Eleonora lui retourna son habituel sourire, qui l’embellissait et accentuait son air malicieux.
— Vous savez comme toujours lire en profondeur, magister… C’est exact, les choses ne se sont pas passées comme je les ai racontées. En Sardaigne, j’étais à la merci d’un très grave danger.
— Un risque d’attentat ?
— Pire que ça. Un mariage. L’année dernière mon père a fait serment de me marier avec Brancaleone Doria.
Eymerich arqua les sourcils.
— Mais c’est un allié fidèle de Pierre le Cérémonieux et un ennemi mortel des Arborensi !
— Exactement, répondit Eleonora en grimaçant. Et en plus c’est un vieillard, brutal et très laid. Mon père a eu l’idée saugrenue d’amadouer le seul Sarde qui lui résistait en en faisant son gendre sans exiger qu’il change de camp avant les noces. D’après moi, c’est une pure folie.
— Vous vous êtes donc enfuie de chez vous sans la permission de Mariano !
— Pas tout à fait. Disons que j’ai saisi une occasion avec l’aide de ma mère.
Eleonora lui fit un clin d’œil, geste insolite chez une dame et même chez les servantes comme il faut.
— Vous n’en saurez pas plus. Bien que je vous trouve sympathique, vous n’êtes pas mon confesseur. Bonne nuit.
En grimpant l’escalier qui le conduisait au grenier, Eymerich commentait à voix basse :
— Étrange créature. Tout le contexte est étrange. Pour les seigneuries insulaires, les intrigues et les complications sont la norme.

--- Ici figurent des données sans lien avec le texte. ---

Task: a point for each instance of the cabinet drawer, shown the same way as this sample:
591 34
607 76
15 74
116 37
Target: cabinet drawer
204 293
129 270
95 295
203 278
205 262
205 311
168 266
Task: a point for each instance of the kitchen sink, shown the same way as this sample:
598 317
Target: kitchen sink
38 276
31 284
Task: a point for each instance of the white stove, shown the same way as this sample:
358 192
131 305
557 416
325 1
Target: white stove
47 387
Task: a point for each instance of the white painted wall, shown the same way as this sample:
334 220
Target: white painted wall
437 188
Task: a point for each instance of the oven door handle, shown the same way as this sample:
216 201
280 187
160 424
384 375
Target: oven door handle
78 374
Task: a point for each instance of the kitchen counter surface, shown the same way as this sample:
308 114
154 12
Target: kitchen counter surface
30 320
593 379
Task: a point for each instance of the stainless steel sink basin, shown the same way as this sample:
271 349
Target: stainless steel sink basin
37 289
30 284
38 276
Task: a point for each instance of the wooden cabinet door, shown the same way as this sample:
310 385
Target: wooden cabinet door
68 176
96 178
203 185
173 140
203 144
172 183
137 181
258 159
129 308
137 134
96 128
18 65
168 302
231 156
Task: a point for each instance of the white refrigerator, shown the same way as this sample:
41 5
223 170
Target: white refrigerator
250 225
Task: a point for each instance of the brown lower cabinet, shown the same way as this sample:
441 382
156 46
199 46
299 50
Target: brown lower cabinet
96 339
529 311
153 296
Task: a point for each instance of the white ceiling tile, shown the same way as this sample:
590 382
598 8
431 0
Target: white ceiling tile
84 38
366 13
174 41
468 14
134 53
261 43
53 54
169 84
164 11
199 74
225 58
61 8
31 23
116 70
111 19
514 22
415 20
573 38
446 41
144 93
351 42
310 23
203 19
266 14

— Que dites-vous, père ? demanda Aristides qui le précédait en brandissant un chandelier.
— Rien du tout. Contentez-vous de nous éclairer.
L’inquisiteur était au bord de l’épuisement et son pied droit l’élançait douloureusement depuis des heures. Pour monter, il devait s’accrocher à la rampe. Il se dit que c’était à cause de ces aliments trop doux, qu’il avait cependant à peine goûtés.
S’étendre sur le lit ne le soulagea point, car ses crampes continuaient de le faire souffrir, s’étendant au tibia. Mais ce n’était pas la seule chose qui l’empêchait de dormir. Les serviteurs occupaient maintenant les chambres voisines, et il entendait des rires et des bribes de conversations stupides et même les râles de quelques amants.
Une phrase indistincte le fit sursauter : « Sulu pacienza ci voli, avimu d’aspittari. I Chiaromonte stannu carennu. Un’hannu nenti chi fari…(6) »
La voix se perdit. Impossible de dire de quelle direction elle provenait. Eymerich essaya de tendre l’oreille, mais quelques instants plus tard la fatigue eut raison de lui et il s’endormit profondément.